« Il faut qu'on protège le Dr Fell du Dr Crowley, insista un des étudiants. Ne serait-ce que par respect pour son mari. »
Certains étudiants acquiescèrent vivement. D'autres parurent plus hésitants.
« Ce sont des professeurs, répliqua l'un d'eux, peu amène. Ils pourraient plomber nos notes jusqu'à la fin de notre cursus.
— Oh, le Dr Fell est beaucoup trop gentil pour faire une chose pareille.
— Mais pas le Dr Crowley. »
En retrait, Jo hésitait, ignorant si révéler ses informations ferait la moindre différence. Une main effleura son épaule et iel se retourna, fit face à une deuxième année qui lui dédia un sourire compréhensif, avant de secouer la tête.
« J'étais comme toi l'année dernière, murmura-t-elle. Fais-leur confiance, ça va aller tu verras.
— Tu les as… vus ? » questionna Jo.
Elle lui répondit d'un léger hochement de tête puis d'un immense sourire. « Oh oui, ma promo a passé un temps fou à essayer de deviner l'identité du mari du Dr Fell, jusqu'à ce qu'ils arrivent ensemble au repas de Noël. »
Jo ne put s'empêcher de sourire.
Un étudiant s'immisça sans gêne dans leur conversation, et tous les autres, qui réfléchissaient à comment accaparer le Dr Fell avant que le Dr Crowley ne le rejoigne près de la voiture, s'interrompirent. « Tu sais qui est le mari du Dr Fell ? A quoi il ressemble? Comment l'avertir pour le Dr Crowley ? Et comment tu t'appelles ? »
La seconde année hésita, l'air attristé. « Je m'appelle Eve. Je ne peux pas rester longtemps, je dois aller en cours. » Elle inspira lentement. « Le Dr Fell ne l'a pas présenté au dîner, et je n'étais pas assez proche pour lui parler. Je ne sais pas comment vous pourriez le contacter sans que le Dr Fell ou le Dr Crowley ne le sachent. Mais il est grand, mince, et il a le sens de l'humour. » Elle jeta un regard à sa montre. « Je dois filer, désolée ! » et elle détala.
Jo luttait pour ne pas glousser de rire. Elle avait dit la vérité, et pourtant…
L'étudiant sans-gêne prit la tête des opérations, rassemblant tous les volontaires disponibles autour de la voiture pour empêcher le Dr Crowley de partir. Son stratagème improvisé s'effondra pourtant quand les deux professeurs sortirent ensemble du bâtiment et se dirigèrent vers le parking côte à côte.
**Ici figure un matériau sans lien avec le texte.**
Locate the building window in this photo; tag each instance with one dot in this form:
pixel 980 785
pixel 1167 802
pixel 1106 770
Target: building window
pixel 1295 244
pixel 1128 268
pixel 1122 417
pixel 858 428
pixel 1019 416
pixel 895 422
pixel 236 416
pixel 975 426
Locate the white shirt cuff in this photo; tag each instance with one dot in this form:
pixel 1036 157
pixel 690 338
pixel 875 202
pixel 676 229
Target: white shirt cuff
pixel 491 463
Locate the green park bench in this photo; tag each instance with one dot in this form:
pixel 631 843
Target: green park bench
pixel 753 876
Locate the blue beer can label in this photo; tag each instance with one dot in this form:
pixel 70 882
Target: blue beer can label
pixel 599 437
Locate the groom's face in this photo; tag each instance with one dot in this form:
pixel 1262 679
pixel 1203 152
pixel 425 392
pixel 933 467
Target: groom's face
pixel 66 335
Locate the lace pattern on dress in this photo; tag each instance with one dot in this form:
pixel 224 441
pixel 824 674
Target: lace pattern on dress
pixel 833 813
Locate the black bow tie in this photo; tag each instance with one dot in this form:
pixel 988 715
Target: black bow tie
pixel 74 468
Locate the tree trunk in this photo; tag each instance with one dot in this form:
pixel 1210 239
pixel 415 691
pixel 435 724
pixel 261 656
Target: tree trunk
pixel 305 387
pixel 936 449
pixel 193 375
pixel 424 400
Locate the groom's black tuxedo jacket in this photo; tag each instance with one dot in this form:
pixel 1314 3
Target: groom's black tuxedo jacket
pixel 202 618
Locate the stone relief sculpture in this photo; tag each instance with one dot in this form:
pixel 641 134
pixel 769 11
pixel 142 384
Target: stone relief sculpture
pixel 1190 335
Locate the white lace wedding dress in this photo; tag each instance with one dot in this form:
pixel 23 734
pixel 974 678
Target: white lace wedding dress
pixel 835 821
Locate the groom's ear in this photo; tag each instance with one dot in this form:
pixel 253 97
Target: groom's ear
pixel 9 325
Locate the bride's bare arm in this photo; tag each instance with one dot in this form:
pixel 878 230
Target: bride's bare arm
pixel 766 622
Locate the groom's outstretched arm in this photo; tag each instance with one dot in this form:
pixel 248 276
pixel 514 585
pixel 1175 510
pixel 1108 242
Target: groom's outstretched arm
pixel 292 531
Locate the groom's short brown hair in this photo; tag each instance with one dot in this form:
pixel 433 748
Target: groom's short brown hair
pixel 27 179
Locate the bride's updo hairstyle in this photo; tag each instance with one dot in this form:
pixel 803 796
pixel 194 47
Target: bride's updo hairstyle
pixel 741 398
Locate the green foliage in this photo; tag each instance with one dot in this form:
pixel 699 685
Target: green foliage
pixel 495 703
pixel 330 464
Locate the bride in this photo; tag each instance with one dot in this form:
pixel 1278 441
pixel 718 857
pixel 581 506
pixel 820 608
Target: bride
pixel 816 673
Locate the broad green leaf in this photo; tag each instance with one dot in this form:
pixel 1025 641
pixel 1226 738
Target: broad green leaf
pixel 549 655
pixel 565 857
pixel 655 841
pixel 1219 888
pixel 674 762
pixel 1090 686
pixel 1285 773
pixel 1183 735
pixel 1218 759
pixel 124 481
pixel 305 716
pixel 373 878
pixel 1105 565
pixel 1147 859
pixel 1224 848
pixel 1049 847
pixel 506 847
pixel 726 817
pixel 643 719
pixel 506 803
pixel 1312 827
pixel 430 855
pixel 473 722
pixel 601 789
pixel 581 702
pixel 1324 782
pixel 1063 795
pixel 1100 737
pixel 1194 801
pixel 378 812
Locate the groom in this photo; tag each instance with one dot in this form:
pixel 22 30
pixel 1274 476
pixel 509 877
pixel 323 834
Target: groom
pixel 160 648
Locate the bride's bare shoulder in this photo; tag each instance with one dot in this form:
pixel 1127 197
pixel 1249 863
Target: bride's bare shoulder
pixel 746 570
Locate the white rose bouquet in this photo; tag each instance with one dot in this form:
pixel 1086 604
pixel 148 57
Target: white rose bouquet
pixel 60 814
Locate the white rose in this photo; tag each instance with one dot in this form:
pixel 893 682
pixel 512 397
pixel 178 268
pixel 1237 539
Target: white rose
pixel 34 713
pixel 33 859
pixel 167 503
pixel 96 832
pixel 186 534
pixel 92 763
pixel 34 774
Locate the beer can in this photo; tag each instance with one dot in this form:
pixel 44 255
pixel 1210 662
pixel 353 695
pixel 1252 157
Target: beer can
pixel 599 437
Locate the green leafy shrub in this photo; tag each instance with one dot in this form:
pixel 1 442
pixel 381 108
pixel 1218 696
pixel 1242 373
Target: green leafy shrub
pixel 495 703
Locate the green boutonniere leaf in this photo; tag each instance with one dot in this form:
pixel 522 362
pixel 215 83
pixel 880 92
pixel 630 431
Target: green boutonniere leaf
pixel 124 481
Jo s'appuya contre un bâtiment voisin, gardant la tête baissée tandis que l'étudiant bafouillait un discours longuement réfléchi sur l'immoralité de leurs actes. Il conclut, « Et pensez à votre mari. N'est-il pas contrarié par, euh…
— Oh, il n'a aucune objection sur le sujet. » Le Dr Fell se tourna vers le Dr Crowley avec un sourire tendre qui fit grimacer les premières années. Alors que le porte-parole autoproclamé ouvrait la bouche pour protester au nom dudit mari, le Dr Fell ajouta, « N'est-ce pas, mon cher Anthony ? »
Le sous-entendu dans ces derniers mots transforma les grimaces en expressions stupéfaites.
Le Dr Crowley parut ne rien remarquer. « C'est ridicule, mon ange. Pourquoi aurais-je des objections ? »
Les mâchoires tombèrent par terre, tant à cause du surnom que de l'absence de tranchant derrière ces mots au potentiel mordant.
« Ces jeunes gens semblent penser que tu as des raisons d'en avoir », dit le Dr Fell en indiquant d'un geste du bras la foule qui immobilisait la Bentley.
Le Dr Crowley se détourna, une main agrippée à la portière ouverte de la voiture, et eut l'air de ne réaliser qu'à l'instant la présence du groupe. « Je me demande bien pourquoi », lança-t-il avec une pointe de sarcasme. Ses lunettes sombres survolèrent les visages stupéfaits, ainsi que le nombre inhabituel d'étudiants plus âgés et de membres du personnel qui passaient par là « par pur hasard ». Un sourire discret mais amusé leur révéla qu'il comprenait parfaitement bien la situation, et il ajouta « Dégagez le chemin s'il vous plait, ou vous allez finir écrasés. » Et sur ces mots, il se glissa derrière le volant.
Pendant un long moment, il n'y eut aucune réaction. Les étudiants étaient trop choqués pour bouger. Puis, le Dr Crowley appuya sur le klaxon, et ils s'éparpillèrent.
Le Dr Fell monta à son tour dans la voiture, et on leur libéra lentement le passage, au fur et à mesure que tous digéraient la nouvelle.